Niezel Velasco, an Indigenous Peoples rights defender and humanitarian worker, was cleared of charges of unjust vexation and maltreatment by the Antipolo City Municipal Trial Court on July 31, 2025. The acquittal affirmed that she is not the same person as the accused “Mary Jane Velasco” or “Mary Jane Someja”. A previous estafa case against her had also been dismissed on July 3 by the Quezon City Court.
Velasco, former project officer of the Bread for Emergency Assistance and Development (BREAD), a disaster response organization, provided emergency assistance and services to the Lumad indigenous peoples in Caraga, Mindanao, prior to the filing of charges against her.
Velasco, along with Julieta Gomez, a Lumad-Manobo woman leader and a council member of Kahugpungan sa mga Lumadnong Organisasyon sa Caraga (KASALO Caraga), was arrested on July 16, 2021 after joint police and military units raided their house in Quezon City. They were charged with murder, attempted murder, illegal possession of firearms and explosives and were detained for almost four years.

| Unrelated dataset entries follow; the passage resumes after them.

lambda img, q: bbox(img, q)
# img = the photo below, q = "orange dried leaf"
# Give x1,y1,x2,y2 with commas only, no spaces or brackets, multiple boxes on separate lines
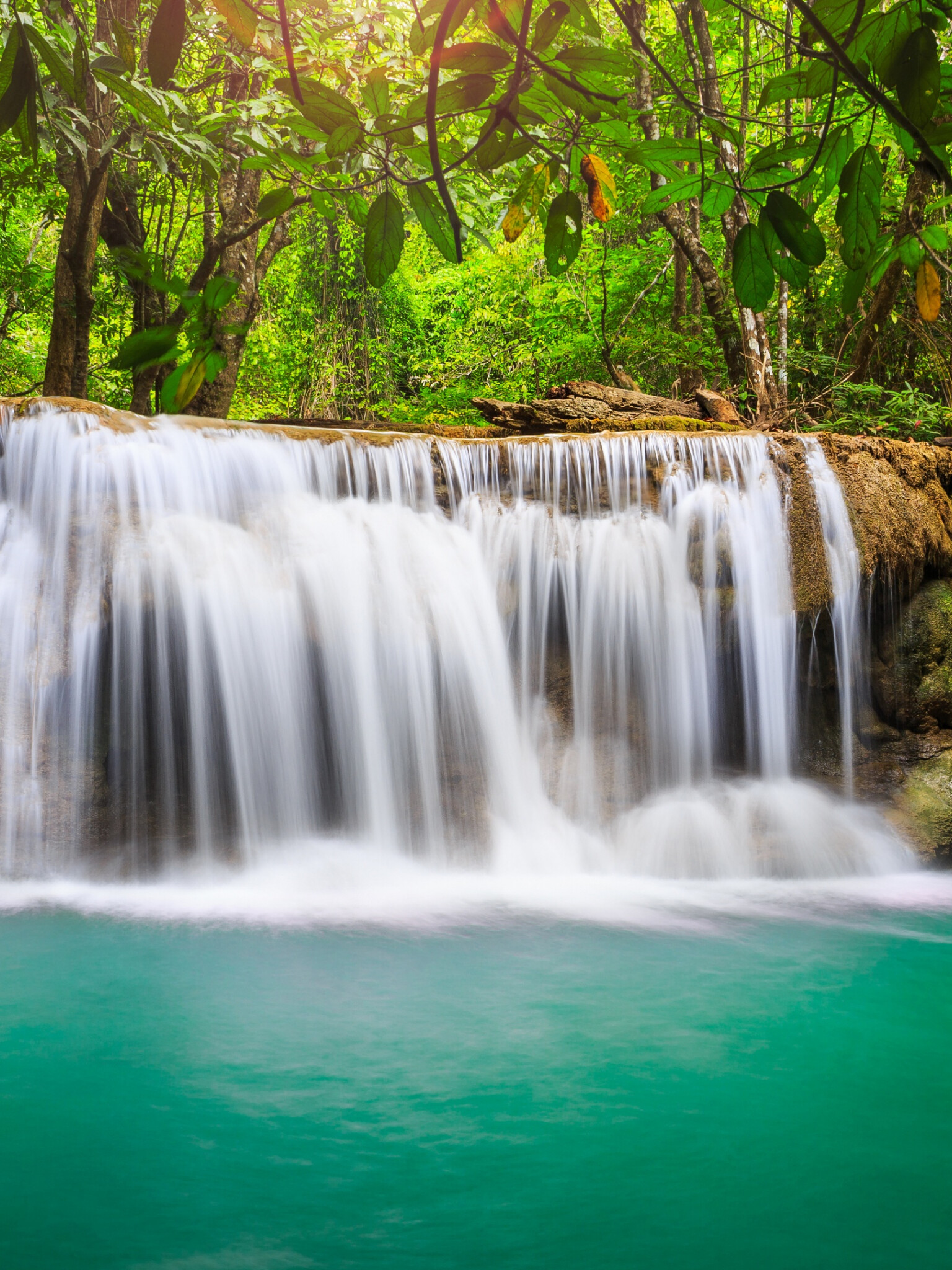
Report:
915,260,942,321
503,203,529,242
580,155,615,224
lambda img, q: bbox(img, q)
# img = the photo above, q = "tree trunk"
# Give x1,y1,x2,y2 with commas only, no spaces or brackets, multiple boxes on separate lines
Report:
625,0,746,386
43,0,138,397
852,166,933,383
682,0,777,415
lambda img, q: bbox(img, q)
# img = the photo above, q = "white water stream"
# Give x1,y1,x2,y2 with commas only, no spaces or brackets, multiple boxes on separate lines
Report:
0,411,909,877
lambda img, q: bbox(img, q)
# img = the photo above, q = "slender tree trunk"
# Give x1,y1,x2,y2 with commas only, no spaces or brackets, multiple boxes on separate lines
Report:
625,0,746,385
43,0,137,397
777,0,793,405
682,0,777,415
852,166,933,382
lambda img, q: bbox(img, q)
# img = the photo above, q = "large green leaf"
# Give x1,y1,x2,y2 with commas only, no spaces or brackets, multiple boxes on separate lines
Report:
147,0,185,87
212,0,258,48
818,123,854,202
23,27,76,102
837,144,882,269
283,76,358,135
556,45,632,79
0,24,33,133
363,189,403,287
764,189,826,269
97,71,170,132
544,190,581,274
406,184,456,264
896,27,942,128
439,41,513,75
840,269,866,314
324,120,363,159
758,212,810,291
757,71,806,110
255,185,294,221
532,0,569,53
641,175,705,216
406,75,496,120
361,66,390,115
731,224,773,313
109,326,179,371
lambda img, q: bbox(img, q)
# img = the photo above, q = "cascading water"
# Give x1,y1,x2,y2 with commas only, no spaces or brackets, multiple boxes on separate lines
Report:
0,409,907,876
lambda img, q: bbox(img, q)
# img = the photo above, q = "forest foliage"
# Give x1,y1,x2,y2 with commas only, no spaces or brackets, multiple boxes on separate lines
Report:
0,0,952,435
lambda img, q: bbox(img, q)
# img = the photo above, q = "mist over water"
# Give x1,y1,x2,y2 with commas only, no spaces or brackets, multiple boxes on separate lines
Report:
0,409,911,903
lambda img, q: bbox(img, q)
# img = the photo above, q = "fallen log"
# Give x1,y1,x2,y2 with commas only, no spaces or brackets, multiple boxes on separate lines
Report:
472,380,741,435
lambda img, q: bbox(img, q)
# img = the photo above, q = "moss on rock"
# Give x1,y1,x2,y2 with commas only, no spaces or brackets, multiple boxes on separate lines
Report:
871,579,952,732
899,749,952,865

The murder and attempted murder charges against Velasco were dismissed by a court in Agusan del Sur in 2022 and 2023, respectively. The remaining charges were dropped due to lack of evidence and they were acquitted in April 2025.
Velasco’s legal team later discovered that she was still facing charges of estafa, unjust vexation, and maltreatment originally filed at the Antipolo Municipal Trial Court. The case, filed against a certain “Mary Jane Velasco,” was transferred to the Quezon City Metropolitan Trial Court.
Karapatan Secretary General Cristina Palabay said the arrests are clearly part of an escalating and widespread crackdown on activists and human rights defenders in the Caraga region. She attributed this to the counterinsurgency campaign led by the National Task Force to End Local Communist Armed Conflict, seemingly also aimed at silencing advocates and preventing them from continuing their work.